C’est un cheval qui est toujours performant quand il revient au monté. Le programme s’articulait bien, avec la finale du GNT un petit mois auparavant. Les planètes étaient bien alignées. Je savais déjà à l’époque que ce serait Estelle qui le monterait. Je lui ai dit il y a deux mois. C’est la meilleure des récompenses."
SAVOIR SE REMETTRE EN QUESTION
Pour aller se saisir pleinement de cette récompense, Estelle Croisic, dont la première victoire remonte au mois d’août 2021 en selle sur
Euphrate Desbois (Tornado Bello) sur l’hippodrome normand du Sap, a su rebondir et se remettre en question. Une semaine avant l’échéance du 31 décembre, Stéphane Meunier lui confie
Hypothèse Madrik (Up And Quick) avec laquelle elle a remporté sa première course à Vincennes quelques semaines plus tôt.

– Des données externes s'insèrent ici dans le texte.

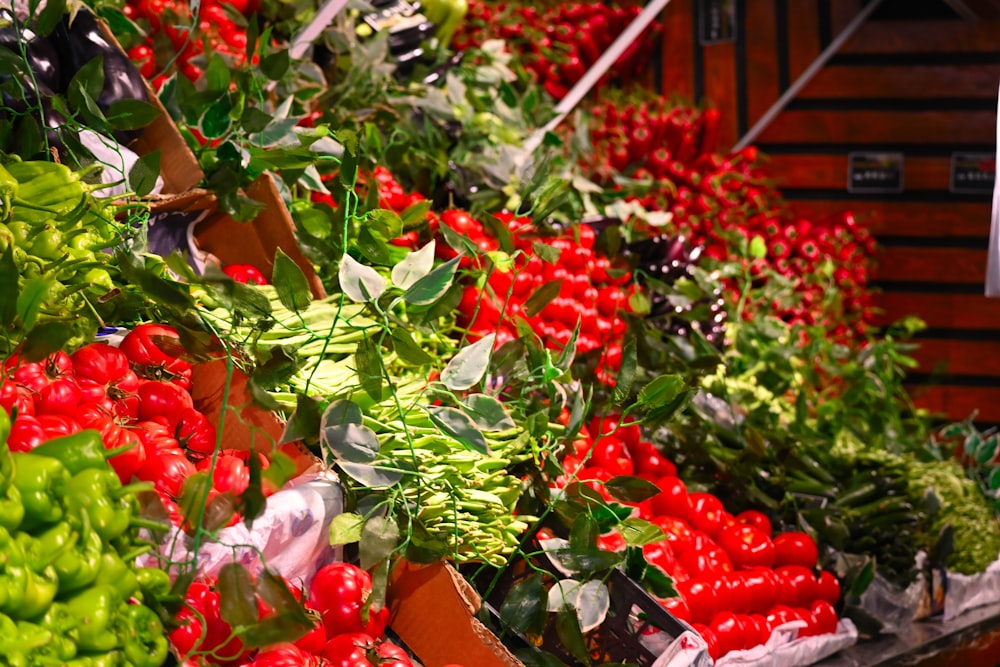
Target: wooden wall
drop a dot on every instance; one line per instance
(917, 78)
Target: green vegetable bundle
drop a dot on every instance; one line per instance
(69, 594)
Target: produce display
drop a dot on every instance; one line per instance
(616, 354)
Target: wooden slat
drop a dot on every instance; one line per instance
(803, 35)
(945, 265)
(957, 81)
(919, 37)
(890, 219)
(859, 127)
(720, 87)
(960, 402)
(942, 311)
(678, 48)
(842, 12)
(830, 171)
(762, 58)
(959, 357)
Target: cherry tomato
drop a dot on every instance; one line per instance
(795, 548)
(827, 587)
(338, 592)
(747, 546)
(757, 519)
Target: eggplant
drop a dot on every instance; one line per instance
(82, 41)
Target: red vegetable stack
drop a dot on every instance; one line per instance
(718, 202)
(558, 43)
(736, 581)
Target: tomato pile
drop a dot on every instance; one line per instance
(718, 201)
(736, 580)
(172, 29)
(340, 636)
(558, 43)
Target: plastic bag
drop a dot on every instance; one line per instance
(291, 536)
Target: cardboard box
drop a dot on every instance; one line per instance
(433, 609)
(254, 242)
(179, 167)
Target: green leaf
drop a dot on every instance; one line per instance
(541, 297)
(304, 421)
(414, 266)
(34, 294)
(570, 635)
(460, 426)
(9, 274)
(290, 283)
(369, 367)
(523, 610)
(487, 412)
(237, 600)
(48, 337)
(359, 282)
(379, 538)
(407, 349)
(346, 528)
(626, 374)
(661, 391)
(428, 289)
(130, 114)
(468, 366)
(631, 489)
(341, 412)
(275, 65)
(352, 443)
(143, 174)
(637, 532)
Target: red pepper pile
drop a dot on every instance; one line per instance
(173, 30)
(342, 635)
(558, 43)
(718, 201)
(736, 580)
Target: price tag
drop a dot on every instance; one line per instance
(716, 22)
(874, 173)
(973, 173)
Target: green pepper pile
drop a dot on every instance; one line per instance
(69, 594)
(52, 234)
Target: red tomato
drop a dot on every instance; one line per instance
(729, 630)
(162, 399)
(825, 616)
(700, 598)
(672, 500)
(338, 592)
(795, 549)
(757, 519)
(827, 587)
(154, 351)
(706, 513)
(747, 546)
(282, 655)
(797, 583)
(349, 650)
(167, 471)
(610, 454)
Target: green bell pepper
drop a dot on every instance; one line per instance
(78, 567)
(11, 509)
(78, 451)
(145, 643)
(117, 575)
(62, 624)
(42, 483)
(100, 493)
(94, 611)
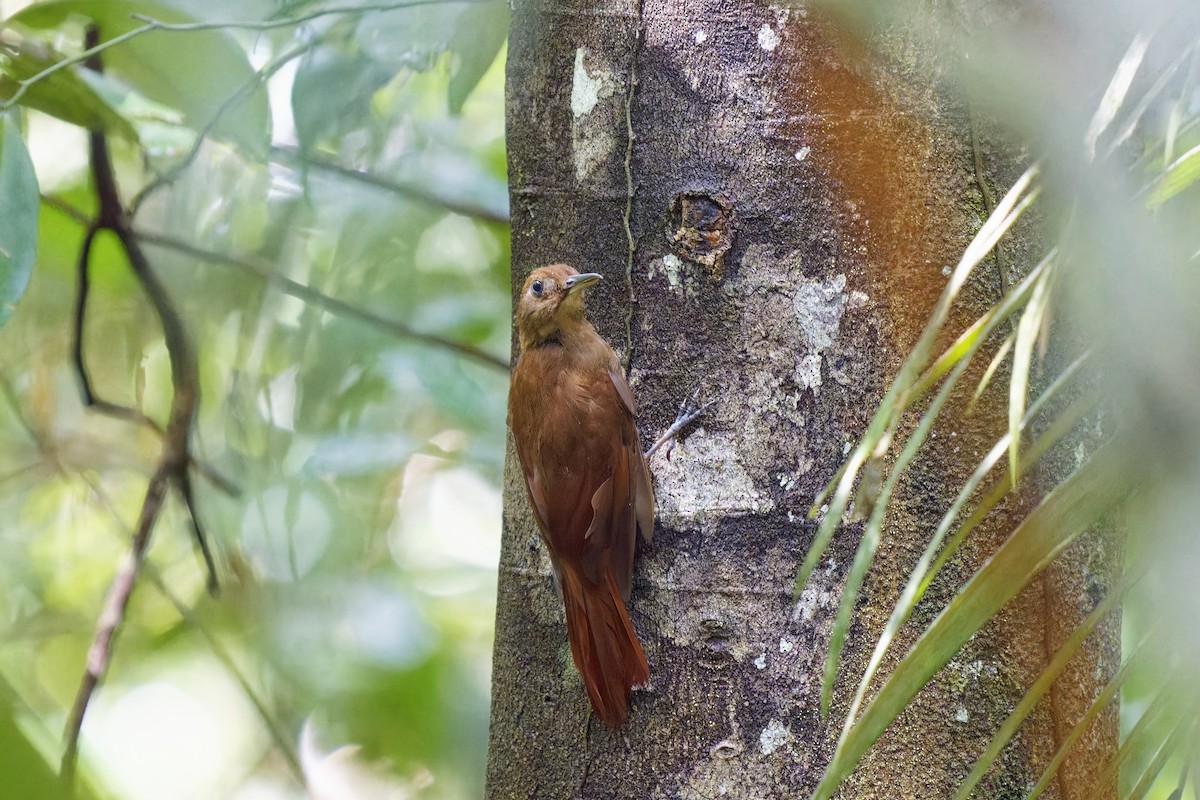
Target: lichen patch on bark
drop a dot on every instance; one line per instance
(592, 140)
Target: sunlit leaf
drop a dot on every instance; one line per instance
(1180, 175)
(996, 360)
(331, 92)
(1023, 358)
(360, 455)
(478, 37)
(63, 94)
(1068, 743)
(1059, 662)
(1115, 95)
(1061, 516)
(19, 206)
(204, 73)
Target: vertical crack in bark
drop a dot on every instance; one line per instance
(630, 188)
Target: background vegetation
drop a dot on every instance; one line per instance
(321, 188)
(312, 187)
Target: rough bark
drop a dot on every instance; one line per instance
(774, 206)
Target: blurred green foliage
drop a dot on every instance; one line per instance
(357, 154)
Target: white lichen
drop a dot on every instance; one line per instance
(768, 38)
(773, 737)
(819, 310)
(587, 90)
(672, 268)
(591, 143)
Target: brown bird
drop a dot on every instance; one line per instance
(571, 414)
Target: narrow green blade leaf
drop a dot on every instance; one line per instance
(1179, 734)
(922, 573)
(1060, 517)
(1038, 690)
(478, 37)
(899, 396)
(874, 531)
(1023, 358)
(19, 205)
(1101, 702)
(999, 359)
(1180, 175)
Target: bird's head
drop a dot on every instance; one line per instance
(552, 304)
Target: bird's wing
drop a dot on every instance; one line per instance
(641, 488)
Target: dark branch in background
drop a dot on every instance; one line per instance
(305, 293)
(315, 298)
(414, 190)
(174, 457)
(151, 24)
(275, 728)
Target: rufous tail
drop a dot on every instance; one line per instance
(604, 643)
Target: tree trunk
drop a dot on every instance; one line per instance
(774, 206)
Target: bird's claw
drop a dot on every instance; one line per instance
(689, 411)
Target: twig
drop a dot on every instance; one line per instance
(275, 728)
(151, 24)
(174, 457)
(111, 618)
(414, 191)
(202, 136)
(303, 292)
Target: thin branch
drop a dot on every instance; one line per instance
(94, 48)
(293, 156)
(303, 292)
(174, 457)
(281, 738)
(202, 136)
(111, 618)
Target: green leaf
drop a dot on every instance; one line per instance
(1060, 517)
(874, 533)
(478, 37)
(1080, 727)
(1023, 358)
(63, 94)
(198, 72)
(1038, 690)
(19, 206)
(1180, 175)
(331, 94)
(879, 434)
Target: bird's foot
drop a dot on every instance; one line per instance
(689, 411)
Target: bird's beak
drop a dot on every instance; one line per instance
(582, 281)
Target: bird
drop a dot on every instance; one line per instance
(574, 423)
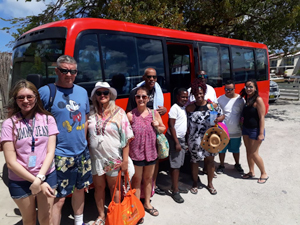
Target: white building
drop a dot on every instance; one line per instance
(285, 65)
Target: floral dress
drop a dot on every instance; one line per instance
(107, 138)
(198, 123)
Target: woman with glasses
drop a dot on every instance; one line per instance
(253, 129)
(109, 134)
(28, 139)
(143, 148)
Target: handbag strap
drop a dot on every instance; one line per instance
(118, 184)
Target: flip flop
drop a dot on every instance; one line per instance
(264, 180)
(194, 190)
(99, 221)
(152, 211)
(141, 221)
(212, 191)
(248, 176)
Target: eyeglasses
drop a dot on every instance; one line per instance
(65, 71)
(22, 97)
(149, 77)
(99, 93)
(203, 76)
(144, 97)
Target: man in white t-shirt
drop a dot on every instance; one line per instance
(210, 91)
(232, 105)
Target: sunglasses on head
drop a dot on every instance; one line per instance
(203, 76)
(99, 93)
(144, 97)
(149, 77)
(65, 71)
(22, 97)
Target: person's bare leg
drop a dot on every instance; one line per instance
(222, 158)
(147, 182)
(45, 205)
(247, 143)
(56, 210)
(78, 201)
(27, 209)
(100, 184)
(195, 174)
(236, 157)
(175, 178)
(210, 170)
(136, 180)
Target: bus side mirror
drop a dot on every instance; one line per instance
(36, 79)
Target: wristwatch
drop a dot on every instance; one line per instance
(42, 177)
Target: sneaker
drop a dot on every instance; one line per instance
(220, 169)
(177, 197)
(239, 168)
(159, 191)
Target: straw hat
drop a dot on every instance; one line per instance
(100, 84)
(215, 139)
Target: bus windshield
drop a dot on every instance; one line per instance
(37, 58)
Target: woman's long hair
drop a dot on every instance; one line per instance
(111, 105)
(13, 107)
(250, 101)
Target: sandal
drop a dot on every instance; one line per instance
(99, 221)
(194, 190)
(152, 212)
(212, 191)
(141, 221)
(248, 176)
(262, 180)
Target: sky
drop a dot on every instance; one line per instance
(11, 9)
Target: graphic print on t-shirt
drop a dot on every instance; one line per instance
(75, 114)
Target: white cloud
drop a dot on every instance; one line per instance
(12, 8)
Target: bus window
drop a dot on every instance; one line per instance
(261, 64)
(243, 64)
(88, 61)
(225, 64)
(210, 63)
(37, 58)
(150, 54)
(179, 67)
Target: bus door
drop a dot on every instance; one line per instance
(181, 66)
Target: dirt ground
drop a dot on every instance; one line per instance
(238, 201)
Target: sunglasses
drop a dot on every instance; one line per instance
(149, 77)
(22, 97)
(99, 93)
(65, 71)
(144, 97)
(203, 76)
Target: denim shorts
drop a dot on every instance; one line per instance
(73, 172)
(251, 132)
(233, 145)
(20, 189)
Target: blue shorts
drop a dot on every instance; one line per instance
(251, 132)
(73, 172)
(233, 145)
(20, 189)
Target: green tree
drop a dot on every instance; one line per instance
(275, 23)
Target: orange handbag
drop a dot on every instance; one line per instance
(127, 212)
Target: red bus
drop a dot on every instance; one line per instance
(119, 52)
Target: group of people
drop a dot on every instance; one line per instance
(52, 155)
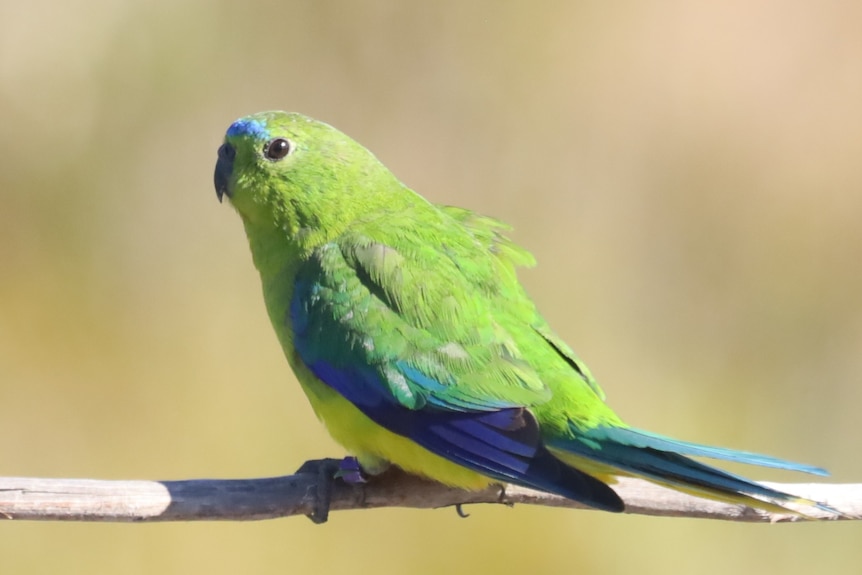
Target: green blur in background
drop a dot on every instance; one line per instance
(688, 177)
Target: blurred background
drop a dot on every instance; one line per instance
(688, 176)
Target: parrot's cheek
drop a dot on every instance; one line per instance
(223, 171)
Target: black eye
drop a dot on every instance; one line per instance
(277, 149)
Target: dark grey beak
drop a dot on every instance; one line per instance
(224, 169)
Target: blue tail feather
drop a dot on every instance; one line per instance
(645, 439)
(665, 460)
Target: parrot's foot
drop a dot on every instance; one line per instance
(327, 471)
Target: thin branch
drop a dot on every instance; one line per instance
(268, 498)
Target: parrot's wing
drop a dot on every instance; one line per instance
(386, 332)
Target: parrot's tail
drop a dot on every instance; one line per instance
(605, 452)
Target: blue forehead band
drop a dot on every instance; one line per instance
(248, 127)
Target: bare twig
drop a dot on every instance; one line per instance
(255, 499)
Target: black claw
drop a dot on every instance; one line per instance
(326, 470)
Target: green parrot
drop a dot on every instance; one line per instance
(406, 325)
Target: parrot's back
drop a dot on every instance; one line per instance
(415, 342)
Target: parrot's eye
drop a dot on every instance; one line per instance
(277, 149)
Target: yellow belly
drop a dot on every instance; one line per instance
(375, 446)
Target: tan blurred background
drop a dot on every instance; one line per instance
(688, 177)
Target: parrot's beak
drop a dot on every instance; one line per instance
(224, 169)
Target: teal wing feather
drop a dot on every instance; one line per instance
(409, 337)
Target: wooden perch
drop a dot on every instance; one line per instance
(268, 498)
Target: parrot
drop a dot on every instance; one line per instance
(413, 339)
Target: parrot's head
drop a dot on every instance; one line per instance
(300, 175)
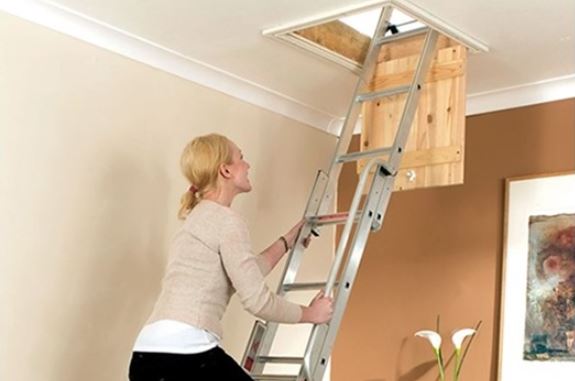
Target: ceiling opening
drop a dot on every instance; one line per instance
(344, 37)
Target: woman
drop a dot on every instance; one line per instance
(210, 259)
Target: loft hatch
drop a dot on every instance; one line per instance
(344, 36)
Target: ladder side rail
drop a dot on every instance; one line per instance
(317, 206)
(327, 340)
(362, 232)
(412, 100)
(355, 107)
(290, 271)
(312, 357)
(345, 235)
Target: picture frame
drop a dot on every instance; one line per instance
(534, 337)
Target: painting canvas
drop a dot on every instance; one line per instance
(537, 327)
(550, 309)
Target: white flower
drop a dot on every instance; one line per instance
(432, 336)
(459, 336)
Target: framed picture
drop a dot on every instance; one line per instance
(537, 335)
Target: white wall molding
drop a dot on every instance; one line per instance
(550, 90)
(106, 36)
(116, 40)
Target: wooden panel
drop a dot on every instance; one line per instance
(435, 149)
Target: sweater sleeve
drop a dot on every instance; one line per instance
(263, 264)
(243, 270)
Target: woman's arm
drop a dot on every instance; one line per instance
(279, 247)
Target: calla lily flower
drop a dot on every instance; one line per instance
(432, 336)
(459, 336)
(435, 340)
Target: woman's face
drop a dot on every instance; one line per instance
(238, 170)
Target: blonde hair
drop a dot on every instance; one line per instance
(200, 163)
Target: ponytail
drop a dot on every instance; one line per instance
(200, 163)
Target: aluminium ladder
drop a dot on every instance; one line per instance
(369, 218)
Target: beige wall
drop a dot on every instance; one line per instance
(440, 252)
(89, 189)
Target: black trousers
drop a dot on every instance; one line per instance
(213, 365)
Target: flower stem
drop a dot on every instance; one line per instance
(440, 364)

Mais le résultat, une cinquième place, n’est pas à la hauteur des attentes.
"Elle s’est loupée ce jour-là, juge Stéphane Meunier.
On a débriefé sa course ensemble, elle a écouté et a compris. Avec Django du Bocage, elle a mis ça en application."
"La jument avait une première chance et ça ne s’est pas bien passé, complète Estelle Croisic.
Je ne l’ai pas montée comme j’aurais dû. Il faut essayer de ne pas répéter ses erreurs. Mon patron m’a expliqué et m’encourage à toujours aller de l’avant. C’est ce que j’ai essayé de faire avec "Django" même si je reconnais que je me suis dit pendant le parcours que cela allait être dur de gagner avec un cheval comme Dimo d’Occagnes à notre intérieur et un autre comme Fiaschetto dans notre dos. Surtout qu’une seule œillère, celle à gauche, est descendue quand je les ai activées. Mais, au final, cela a été ma chance car il a super bien fini."
Et voilà comment Estelle Croisic ne pouvait rêver meilleur coup de projecteur.
"J’espère faire une saison 2023 aussi bonne et que les chevaux de l’écurie fassent aussi une bonne année car c’est avant tout un travail d’équipe", confie la jeune femme, bien ancrée dans la réalité du métier.
"On doit plus accompagner les jeunes"
Lui qui a été réélu à la présidence du SEDJ est plus que jamais convaincu de l’importance de la formation et donne l’exemple. Ce qui le pousse à réfléchir à la façon dont les entraîneurs doivent appréhender leur rôle de formateur. "Nous ne devons pas être que des entraîneurs et des patrons pour les jeunes que nous formons, avance Stéphane Meunier. Nous devons aussi être des coachs suivant les critères que l’on retrouve dans le sport afin de les conseiller. On doit plus les accompagner. On a tendance parfois à les abandonner un peu, c’est aussi vrai quand ils ont de la réussite comme quand ils n’en ont pas suffisamment."
Avec Mathilde Collet, on a vite repéré Estelle du fait de sa position à cheval.